Pence traf sich mit Trump im Weißen Haus und ließ danach mitteilen, dass er den Verfassungszusatz nicht anwenden wolle. Der Präsident und sein Vize hätten "ein gutes Gespräch" im Oval Office geführt, sagte ein hochrangiger Regierungsmitarbeiter. Beide wollten bis zum Ende von Trumps Amtszeit am Mittwoch kommender Woche "ihre Arbeit für das Land" fortsetzen.

Der Regierungsmitarbeiter betonte, dass Trump nicht die Absicht habe, als Konsequenz aus der Randale vom vergangenen Mittwoch im Kapitol vorzeitig zurückzutreten. Pence wiederum wolle den 25. Verfassungszusatz zur Absetzung des Präsidenten nicht anwenden.

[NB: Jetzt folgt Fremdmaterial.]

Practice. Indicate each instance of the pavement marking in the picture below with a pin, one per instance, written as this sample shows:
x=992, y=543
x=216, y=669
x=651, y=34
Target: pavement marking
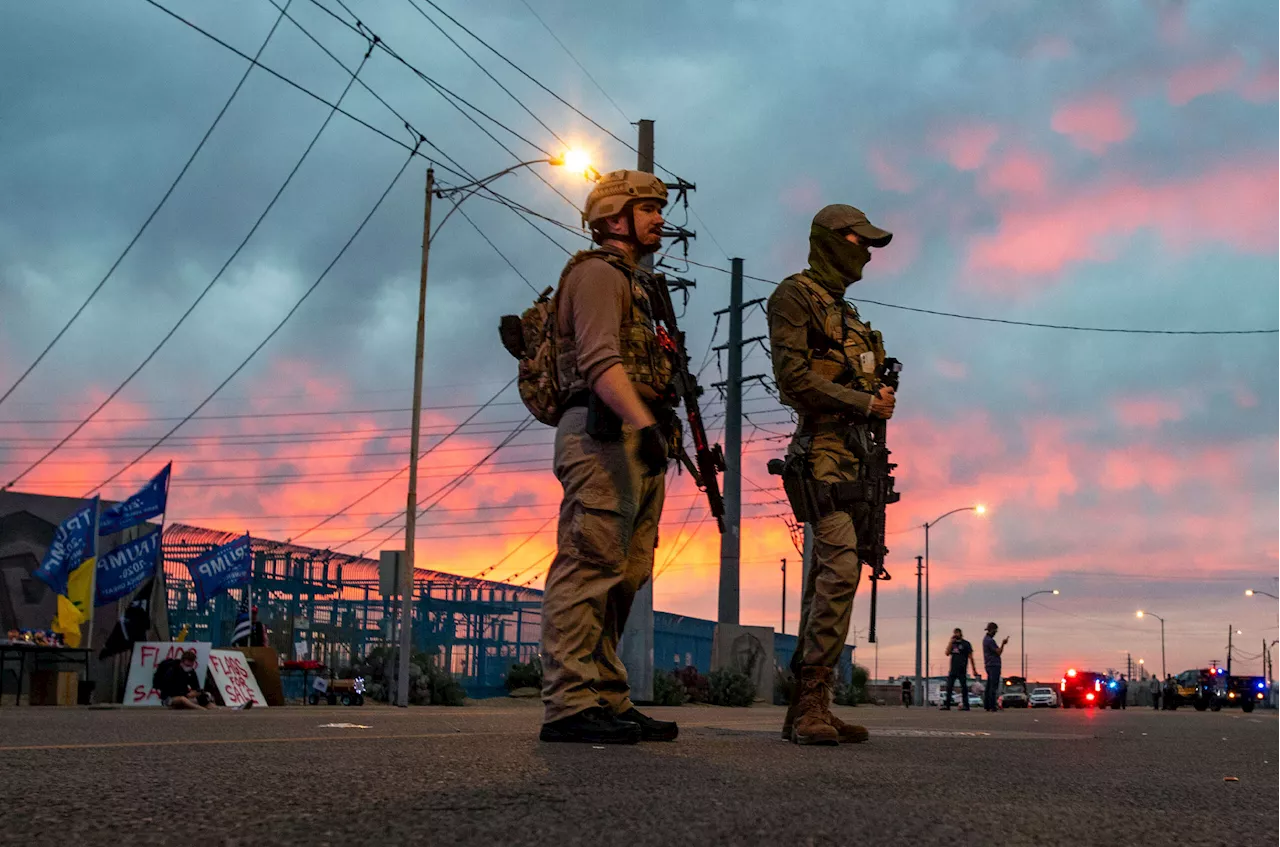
x=195, y=742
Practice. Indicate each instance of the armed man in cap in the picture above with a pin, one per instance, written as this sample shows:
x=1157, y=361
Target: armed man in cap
x=611, y=458
x=826, y=361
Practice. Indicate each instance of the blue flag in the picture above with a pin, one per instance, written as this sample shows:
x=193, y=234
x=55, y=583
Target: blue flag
x=72, y=545
x=126, y=567
x=147, y=503
x=222, y=568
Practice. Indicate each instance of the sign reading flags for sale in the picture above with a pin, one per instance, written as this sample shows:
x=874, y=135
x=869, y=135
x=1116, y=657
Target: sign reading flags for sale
x=147, y=657
x=234, y=680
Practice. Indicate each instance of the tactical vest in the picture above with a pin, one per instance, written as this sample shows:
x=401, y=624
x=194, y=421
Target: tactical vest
x=643, y=357
x=841, y=347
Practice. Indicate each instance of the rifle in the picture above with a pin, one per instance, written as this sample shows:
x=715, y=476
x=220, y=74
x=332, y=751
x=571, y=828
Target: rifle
x=877, y=474
x=709, y=457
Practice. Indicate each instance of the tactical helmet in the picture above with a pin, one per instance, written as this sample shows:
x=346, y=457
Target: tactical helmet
x=617, y=188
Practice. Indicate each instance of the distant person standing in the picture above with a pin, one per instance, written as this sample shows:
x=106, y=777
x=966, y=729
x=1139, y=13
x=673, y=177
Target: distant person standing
x=961, y=655
x=991, y=654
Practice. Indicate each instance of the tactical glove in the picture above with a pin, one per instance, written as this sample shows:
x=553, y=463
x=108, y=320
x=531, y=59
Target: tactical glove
x=653, y=449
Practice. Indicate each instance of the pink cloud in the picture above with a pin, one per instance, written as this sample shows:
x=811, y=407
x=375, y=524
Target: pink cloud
x=1196, y=81
x=1093, y=123
x=1232, y=205
x=1148, y=412
x=967, y=145
x=1018, y=172
x=1265, y=85
x=890, y=172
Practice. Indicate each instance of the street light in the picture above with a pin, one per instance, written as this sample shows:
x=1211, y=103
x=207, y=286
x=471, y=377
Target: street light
x=406, y=577
x=977, y=509
x=1164, y=671
x=1054, y=591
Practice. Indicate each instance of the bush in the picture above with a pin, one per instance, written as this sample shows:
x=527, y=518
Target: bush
x=696, y=687
x=784, y=683
x=731, y=688
x=428, y=685
x=525, y=676
x=667, y=688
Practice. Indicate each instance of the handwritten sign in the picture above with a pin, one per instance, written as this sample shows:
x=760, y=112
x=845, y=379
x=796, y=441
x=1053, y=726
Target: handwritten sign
x=147, y=657
x=234, y=681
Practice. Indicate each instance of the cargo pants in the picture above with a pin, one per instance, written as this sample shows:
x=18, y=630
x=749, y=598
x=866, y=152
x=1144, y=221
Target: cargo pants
x=608, y=527
x=828, y=593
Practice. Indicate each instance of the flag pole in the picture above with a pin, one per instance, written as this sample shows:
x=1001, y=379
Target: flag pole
x=92, y=584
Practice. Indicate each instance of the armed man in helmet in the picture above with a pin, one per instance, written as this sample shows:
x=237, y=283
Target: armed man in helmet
x=611, y=458
x=826, y=361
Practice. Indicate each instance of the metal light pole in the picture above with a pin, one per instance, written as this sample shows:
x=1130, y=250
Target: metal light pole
x=1164, y=669
x=977, y=509
x=1024, y=623
x=406, y=576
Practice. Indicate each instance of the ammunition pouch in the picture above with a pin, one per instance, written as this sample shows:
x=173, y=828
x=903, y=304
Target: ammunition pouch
x=812, y=499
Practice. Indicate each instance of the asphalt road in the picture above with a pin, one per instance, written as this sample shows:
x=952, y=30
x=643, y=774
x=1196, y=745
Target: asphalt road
x=478, y=775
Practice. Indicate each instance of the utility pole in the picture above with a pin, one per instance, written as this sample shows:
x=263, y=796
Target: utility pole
x=1230, y=630
x=784, y=595
x=406, y=576
x=636, y=645
x=919, y=610
x=731, y=538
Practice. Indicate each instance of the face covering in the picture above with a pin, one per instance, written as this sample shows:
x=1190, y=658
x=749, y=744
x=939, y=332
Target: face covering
x=836, y=262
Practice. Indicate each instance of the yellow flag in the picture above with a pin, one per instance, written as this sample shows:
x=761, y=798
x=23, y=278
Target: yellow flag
x=80, y=586
x=68, y=621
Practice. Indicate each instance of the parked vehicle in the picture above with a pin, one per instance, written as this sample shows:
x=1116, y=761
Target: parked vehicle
x=1014, y=694
x=1043, y=699
x=1083, y=688
x=1246, y=692
x=1201, y=688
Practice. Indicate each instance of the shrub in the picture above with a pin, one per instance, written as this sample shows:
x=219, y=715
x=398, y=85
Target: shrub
x=525, y=676
x=667, y=688
x=696, y=687
x=731, y=688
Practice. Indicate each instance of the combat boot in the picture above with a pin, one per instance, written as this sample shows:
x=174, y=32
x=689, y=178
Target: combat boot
x=810, y=726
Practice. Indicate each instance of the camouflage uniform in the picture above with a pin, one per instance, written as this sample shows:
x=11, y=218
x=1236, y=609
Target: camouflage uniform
x=609, y=513
x=826, y=361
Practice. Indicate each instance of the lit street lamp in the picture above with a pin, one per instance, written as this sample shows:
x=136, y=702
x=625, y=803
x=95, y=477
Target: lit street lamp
x=928, y=664
x=574, y=159
x=1164, y=672
x=1024, y=622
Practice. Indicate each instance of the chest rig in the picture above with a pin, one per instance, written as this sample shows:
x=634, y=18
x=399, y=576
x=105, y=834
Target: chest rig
x=842, y=347
x=643, y=356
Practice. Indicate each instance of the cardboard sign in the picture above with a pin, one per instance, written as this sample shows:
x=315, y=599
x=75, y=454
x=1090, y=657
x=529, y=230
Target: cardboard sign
x=233, y=678
x=147, y=657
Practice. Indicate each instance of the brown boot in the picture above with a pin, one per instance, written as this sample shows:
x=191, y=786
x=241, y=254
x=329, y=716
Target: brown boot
x=810, y=724
x=849, y=733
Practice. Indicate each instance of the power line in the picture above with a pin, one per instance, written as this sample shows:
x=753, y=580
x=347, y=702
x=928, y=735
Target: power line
x=278, y=326
x=388, y=480
x=154, y=211
x=200, y=298
x=570, y=54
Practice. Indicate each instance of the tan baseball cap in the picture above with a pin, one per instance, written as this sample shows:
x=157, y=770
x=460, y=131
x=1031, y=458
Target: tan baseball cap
x=839, y=216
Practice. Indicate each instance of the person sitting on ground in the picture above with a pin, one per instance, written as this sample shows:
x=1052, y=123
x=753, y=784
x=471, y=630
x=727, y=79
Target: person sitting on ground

Resolution der Demokraten: Trump soll für künftige Regierungsämter gesperrt werden

Kurz zuvor hatten die Demokraten des künftigen Präsidenten Joe Biden einen Resolutionsentwurf in das Repräsentantenhaus eingebracht, durch den der Druck auf Pence erhöht werden soll. Demnach soll dem Vizepräsidenten eine Frist von 24 Stunden gesetzt werden, um der Forderung nach Absetzung Trumps auf Grundlage des Verfassungszusatzes nachzukommen. Dieser Artikel ermöglicht es dem Vizepräsidenten und dem Kabinett, den Präsidenten abzusetzen, wenn sie ihn für amtsunfähig halten.

Ob ein Amtsenthebungsverfahren, das parlamentarisch auf den Weg gebracht wird, Aussicht auf Erfolg haben könnte, bleibt allerdings fraglich. Selbst wenn das Repräsentantenhaus diese Woche die Eröffnung eines Amtsenthebungsverfahrens beschließen würde: Eine Entscheidung im Senat, in dem es geführt würde, wäre vor dem 20. Januar quasi ausgeschlossen. Neben der Amtsenthebung sieht der Resolutionsentwurf aber auch vor, dass Trump für künftige Regierungsämter gesperrt wird. Damit würde ihm eine etwaige Kandidatur 2024 verwehrt. (mit dpa)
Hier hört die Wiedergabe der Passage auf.